Dataset for Kaggle's Avito Competition


#1

Hi,
I have been making active use of Neptune for my Kaggle competitions. Will it be possible to support this dataset as well in public repository. This is also a big dataset >10gb


#2

+1 from me. Please add this dataset! :pray:


#3

Hi,
It seems that uploading this dataset to neptune public may violate the specific rules of this competition and because of that we chose not to uploud it.

We will leave it to the competitors to upload the data this time.
We are however taking part in it and as always we document our approach in a github repository. Feel free to use it as a starting point.
Good luck!


Avito dataset (for newbies + Windows OS)
#4

Hi @setuc and @Jonathan,

Just in case: https://docs.neptune.ml/cli/commands/data_upload/

Best,
Kamil


#5

@kamil.kaczmarek, Thank you for the link. Apologies that these are newbie type questions:

  1. The process in the doc link would allow me to upload files from my local machine. Since these files are big (I guess ~50GB in total?), is there a walkthru of commands within a Neptune notebook that would eliminate the middle step of Kaggle --> local machine --> Neptune? The upload from local machine --> Neptune I imagine will be quite painful.

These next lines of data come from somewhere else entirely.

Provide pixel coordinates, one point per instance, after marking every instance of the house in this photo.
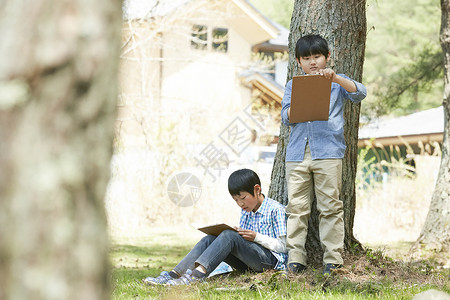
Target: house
(195, 65)
(416, 131)
(200, 87)
(411, 144)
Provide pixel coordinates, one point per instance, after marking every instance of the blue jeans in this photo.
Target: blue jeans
(230, 247)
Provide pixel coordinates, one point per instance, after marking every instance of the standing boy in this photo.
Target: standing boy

  2. The uploaded files would be in the uploads directory which is project specific, right? Then any single experiment can access those files with the path '../uploads/', right?


#6

Your git command is wrong on the Installation section. It should be git clone https://github.com/minerva-ml/open-solution-avito-demand-prediction and not git clone https://github.com/neptune-ml/open-solution-avito-demand-prediction.git. Perhaps the neptune-ml repo is your private repo.


#7

@kamil.kaczmarek @jakub_czakon
I confirm.
In https://github.com/minerva-ml/open-solution-avito-demand-prediction documentation in Instalation section it should be

git clone https://github.com/minerva-ml/open-solution-avito-demand-prediction.git

minerva-ml not neptune-ml


#8

Fixed, thanks for spotting that.


#9

Hi @jakub_czakon, I have been able to run the kaggle CLI from within a neptune notebook, thanks to @anitaka’s help in another post.

I would like to pull the Kaggle data for Avito into Neptune. I don’t want to do it from my local machine because then I have to download from Kaggle and then upload to Neptune. I’d like to go directly from Kaggle to Neptune.

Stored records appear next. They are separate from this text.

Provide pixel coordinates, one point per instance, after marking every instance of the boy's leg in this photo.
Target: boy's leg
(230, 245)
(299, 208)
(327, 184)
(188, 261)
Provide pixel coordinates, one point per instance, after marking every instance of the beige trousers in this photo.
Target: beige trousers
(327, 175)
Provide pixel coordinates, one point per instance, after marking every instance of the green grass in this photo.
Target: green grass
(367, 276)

I’ve made ../uploads path visible as an input.
I do neptune data upload --project AV ~/.kaggle/kaggle.json from my local command line.
Then I do

!mkdir /root/.kaggle
!cp /input/uploads/kaggle.json /root/.kaggle/
!chmod 600 /root/.kaggle/kaggle.json

This works (I can test !kaggle competitions list successfully).

Now I would like to do !kaggle competitions download data -c - ... -p /input/uploads as this will make the competition files available to all future experiments in my AV project.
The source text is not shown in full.